POUM 1936

The Collectivized CNT Taxis


Source: La Révolution Espagnole, No. 11, December 18, 1936;
Translated: from the original for marxists.org by Mitchell Abidor;
CopyLeft: Creative Commons (Attribute & ShareAlike) marxists.org 2012.


Of all the unions controlled by the CNT, one of the most important is without any doubt the Sole Barcelona Transport Union.

Installed in the former building of the Bank of Spain in the heart of the commercial quarter, it is, with its twenty-seven sections, a veritable ministry that has under its control absolutely all the traffic of the city and the port.

Thanks to the kindness of Comrade Victor Perret we were able to visit the different services of the union. The most important sections are those of the taxis, which we will soon return to in order to examine its functioning and accomplishments since its collectivization, and those of the subways, the trams and the buses. We then have the sections of the dockworkers, deliverymen, moving men, customs agents, garage workers, porters in the railway stations and markets, delivery services, etc.

We found in his office Comrade Langa, General Secretary of the union, who provided us with information on the functioning of the union center. Comrades were constantly entering and leaving, the telephone incessantly rang: it was busy as a beehive.

The goal of our union, he told us, is the centralization under one leadership of the different branches of urban transport. We will in this way succeed in avoiding any competition that might arise among them on the subject of the extension of active lines, their extension, and the expansion of services. Nevertheless, each branch maintains its autonomous administration, but through this centralization we will also avoid what occurred under the capitalist regime, where in one neighborhood all means of transport could be found, while others were to all intents and purposes deprived of them. At less expense we count on being able to organize a network of urban transport which will satisfy all users.

Comrade Langa then connected us with the secretary of the Taxi section. This, as we said, is one of the most important ones, given the place it occupies in the city, and it is also one of the most interesting from the point of view of its collectivization.

“Before the July movement,” he said, “we experienced a terrible crisis in our corporation. The principal causes were the lack of organization of the bosses and the competition between the chauffeurs, who were paid only 25% of their receipts without any fixed salary. But we also must take into account that almost all of them were affiliated with the CNT and after several years of struggle we wrested from the bosses the eight hour day. Since we reorganized our industry we have done away with work for a percentage and established a fixed salary of eighty pesetas per week.

“Before July our union was divided in to two sub-sections, one of those who drove for bosses or companies, and the other for those who owned one car and who we considered emancipated workers.

“After the victory of the working class in Barcelona and all of Catalonia and the return to normal life in our city, we decided on the total collectivization of the materiel and the annexes of the taxi industry by expropriating without indemnification the former owners and receiving them in the ranks of personnel.

“We found the materiel in very poor condition. This was the logical consequence of the little care and the continual effort it was subjected to and the poverty into which that industry had fallen. In order to repair and maintain the materiel we set up mechanical workshops and paint shops. With the agreement of the garage workers section we requisitioned several garages in the areas that seemed to us the most propitious. We also set up a telephone central which is in communication with the different garages. For the supervision of these different services, to ensure their proper functioning, and to administer them a administrative committee was created, under the control of the union that directs the taxi industry.

“Our painting workshops occupy fifty workers and the mechanical one seventy. Through today we have repaired and repainted 800 vehicles, and we hope to raise this number to 1000 before the end of the year, which will ensure work for 2000 or 2500 workers. Before the movement 2650 cars circulated; we found 2350, the rest being used for the war. These vehicles constitute a reserve we can dip into after we eliminate the materiel that cannot be used. We think the cities needs will be met with 1500 or 1600 vehicles and we must, by a rotation and reduction of hours, employ all the comrades who lived off the taxi industry before July 19.

“We also envisage, after the end of the war, the development of tourism, which is an extremely important source of revenue and which will allow us to occupy many comrades.

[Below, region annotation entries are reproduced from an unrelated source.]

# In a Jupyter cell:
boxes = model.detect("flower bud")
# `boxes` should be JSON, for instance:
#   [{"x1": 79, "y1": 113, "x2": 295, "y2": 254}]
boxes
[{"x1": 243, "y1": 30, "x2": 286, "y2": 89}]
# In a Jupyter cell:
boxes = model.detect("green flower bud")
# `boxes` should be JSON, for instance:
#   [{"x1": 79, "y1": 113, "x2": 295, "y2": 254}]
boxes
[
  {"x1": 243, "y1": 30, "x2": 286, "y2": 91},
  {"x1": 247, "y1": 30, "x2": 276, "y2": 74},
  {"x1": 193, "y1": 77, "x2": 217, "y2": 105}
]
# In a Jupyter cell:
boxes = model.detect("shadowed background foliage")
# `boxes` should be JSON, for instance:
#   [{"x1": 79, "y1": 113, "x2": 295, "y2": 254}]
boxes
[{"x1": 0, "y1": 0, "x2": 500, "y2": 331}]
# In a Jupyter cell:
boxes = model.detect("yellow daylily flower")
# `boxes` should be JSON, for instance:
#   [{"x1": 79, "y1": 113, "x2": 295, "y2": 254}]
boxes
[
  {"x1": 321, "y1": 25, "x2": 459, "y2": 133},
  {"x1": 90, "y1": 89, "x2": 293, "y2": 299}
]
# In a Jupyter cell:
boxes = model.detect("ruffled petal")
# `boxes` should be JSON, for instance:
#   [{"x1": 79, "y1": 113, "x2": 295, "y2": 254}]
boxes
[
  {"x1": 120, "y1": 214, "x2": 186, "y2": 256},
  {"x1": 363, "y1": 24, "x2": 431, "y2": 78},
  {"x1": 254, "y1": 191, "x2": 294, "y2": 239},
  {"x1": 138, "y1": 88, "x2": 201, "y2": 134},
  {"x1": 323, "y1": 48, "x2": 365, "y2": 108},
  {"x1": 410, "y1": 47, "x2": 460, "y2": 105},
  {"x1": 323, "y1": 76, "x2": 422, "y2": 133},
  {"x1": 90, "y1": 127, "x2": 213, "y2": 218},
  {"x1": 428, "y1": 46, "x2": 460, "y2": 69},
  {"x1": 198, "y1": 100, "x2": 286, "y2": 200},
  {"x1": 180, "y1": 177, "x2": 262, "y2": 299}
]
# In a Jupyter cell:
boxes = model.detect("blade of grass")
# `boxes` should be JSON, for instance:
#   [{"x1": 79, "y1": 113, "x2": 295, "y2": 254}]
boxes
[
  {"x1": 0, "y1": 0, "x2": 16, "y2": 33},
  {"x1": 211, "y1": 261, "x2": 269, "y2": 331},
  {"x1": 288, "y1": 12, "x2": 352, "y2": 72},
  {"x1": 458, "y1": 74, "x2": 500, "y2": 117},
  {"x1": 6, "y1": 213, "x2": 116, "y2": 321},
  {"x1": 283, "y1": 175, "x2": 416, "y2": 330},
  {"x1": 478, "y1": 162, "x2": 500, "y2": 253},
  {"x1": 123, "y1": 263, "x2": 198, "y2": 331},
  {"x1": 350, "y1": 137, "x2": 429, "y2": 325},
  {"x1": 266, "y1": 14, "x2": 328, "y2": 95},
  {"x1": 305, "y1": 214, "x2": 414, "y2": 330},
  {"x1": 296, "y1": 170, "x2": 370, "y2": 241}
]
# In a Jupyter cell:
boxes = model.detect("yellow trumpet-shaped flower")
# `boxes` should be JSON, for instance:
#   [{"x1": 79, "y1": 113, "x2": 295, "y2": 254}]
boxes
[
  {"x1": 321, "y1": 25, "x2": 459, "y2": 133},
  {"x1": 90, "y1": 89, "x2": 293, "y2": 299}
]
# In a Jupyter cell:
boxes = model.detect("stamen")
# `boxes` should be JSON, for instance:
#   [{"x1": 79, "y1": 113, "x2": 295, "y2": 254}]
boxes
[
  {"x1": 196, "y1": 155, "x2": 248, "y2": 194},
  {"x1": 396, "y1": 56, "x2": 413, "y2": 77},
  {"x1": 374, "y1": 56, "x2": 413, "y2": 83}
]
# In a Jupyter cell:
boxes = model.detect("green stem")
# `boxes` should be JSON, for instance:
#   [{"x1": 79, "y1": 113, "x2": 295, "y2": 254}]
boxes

“This branch until now was in the hands a few unscrupulous profiteers who in a period of prosperity realized great fortunes, to the detriment of their personnel, who they shamelessly exploited. There was also another type of parasites: we are referring to the young people of bourgeois families who didn’t want to work and owned personal vehicles in which they drove around foreigners, living off tourism and various kinds of traffic.

“In summary, we think that we have to work with an overall vision in mind which will allow us to avoid divergences that would lead to an organic upheaval.”

We then visited, under the guidance of comrades from the union, different repair workshops where the mechanics were all busily occupied and the painters were repainting the taxis in black and red, the colors of the CNT. We then saw the immense garages where the currently unused vehicles are stored and which are being fixed so they will soon be able to be used, the vehicles that are in use, and the administrative offices.

These are great accomplishments with which we can credit the Sole Barcelona Transport Union. The comrades of the CNT have realized uncontested progress in the taxi industry.

Our comrades took as their slogan “OUR WORK.” It is, in fact, your work; it is through your syndicalist and collectivist spirit that you were able to carry out the task that was yours.